WASHINGTON, D.C. – Congresswoman Eleanor Holmes Norton (D-DC) announced today she has introduced the District of Columbia Courts Home Rule Act, which would give the Council of the District of Columbia authority over the jurisdiction and organization of the local D.C. courts. The 1973 Home Rule Act expressly prohibits D.C. from enacting any law with respect to any provision of the D.C. Code that relates to the local jurisdiction and organization of the D.C. courts. Congress can correct this provision by amending the Home Rule Act, even before the District becomes the 51st state. This is the third bill Norton has introduced this Congress to improve the local D.C. courts, including a bill to expedite appointments for local D.C. judges and a bill to ban discrimination against LGBTQ jurors in the local D.C. courts.

"Forty-six years after passage of the Home Rule Act, matters involving the D.C. courts almost never come to Congress, and Congress knows virtually nothing about the District's courts – and could not care less," Norton said. "The District has never had authority over its local courts, even when it was responsible for paying for their operations. As the duly-elected and accountable government of the District, the D.C. Council is irresponsibly left on the sidelines while Congress remains the entity charged with correcting flaws in the local D.C. courts. My bill would correct this wrong and increase democratic self-government for the District."

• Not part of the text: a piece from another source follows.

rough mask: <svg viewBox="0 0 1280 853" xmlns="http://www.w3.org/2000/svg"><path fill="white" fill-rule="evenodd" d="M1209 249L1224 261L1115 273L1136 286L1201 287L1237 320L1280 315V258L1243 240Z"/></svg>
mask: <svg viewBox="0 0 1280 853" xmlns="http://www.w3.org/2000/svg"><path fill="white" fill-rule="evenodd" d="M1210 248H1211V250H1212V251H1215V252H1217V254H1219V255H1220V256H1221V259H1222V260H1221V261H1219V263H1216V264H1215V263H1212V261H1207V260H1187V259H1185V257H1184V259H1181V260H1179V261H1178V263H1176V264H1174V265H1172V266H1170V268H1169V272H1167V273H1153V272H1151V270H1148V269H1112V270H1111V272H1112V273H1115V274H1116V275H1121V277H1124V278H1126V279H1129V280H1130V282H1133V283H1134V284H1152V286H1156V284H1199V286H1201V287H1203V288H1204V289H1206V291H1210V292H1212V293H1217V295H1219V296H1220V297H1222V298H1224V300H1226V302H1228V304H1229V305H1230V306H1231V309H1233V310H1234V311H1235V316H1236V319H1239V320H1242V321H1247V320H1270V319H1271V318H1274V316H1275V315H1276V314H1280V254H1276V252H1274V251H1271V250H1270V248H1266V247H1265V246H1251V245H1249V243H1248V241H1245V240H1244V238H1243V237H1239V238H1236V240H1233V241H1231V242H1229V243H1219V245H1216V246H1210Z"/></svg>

Under the Home Rule Act, the D.C. Council has no authority to "enact any act, resolution, or rule with respect to any provision of title 11 of the District of Columbia Code (relating to organization and jurisdiction of the District of Columbia courts)."

In 1997, under the National Capital Revitalization and Self-Government Improvement Act, the federal government assumed the costs for several state-level functions (including the courts, over which it has always had sole jurisdiction). This bill would not affect the authority of the President to nominate, or the Senate to confirm, local D.C. judges, which has been within their purview since the creation of the District's modern local court system in 1970.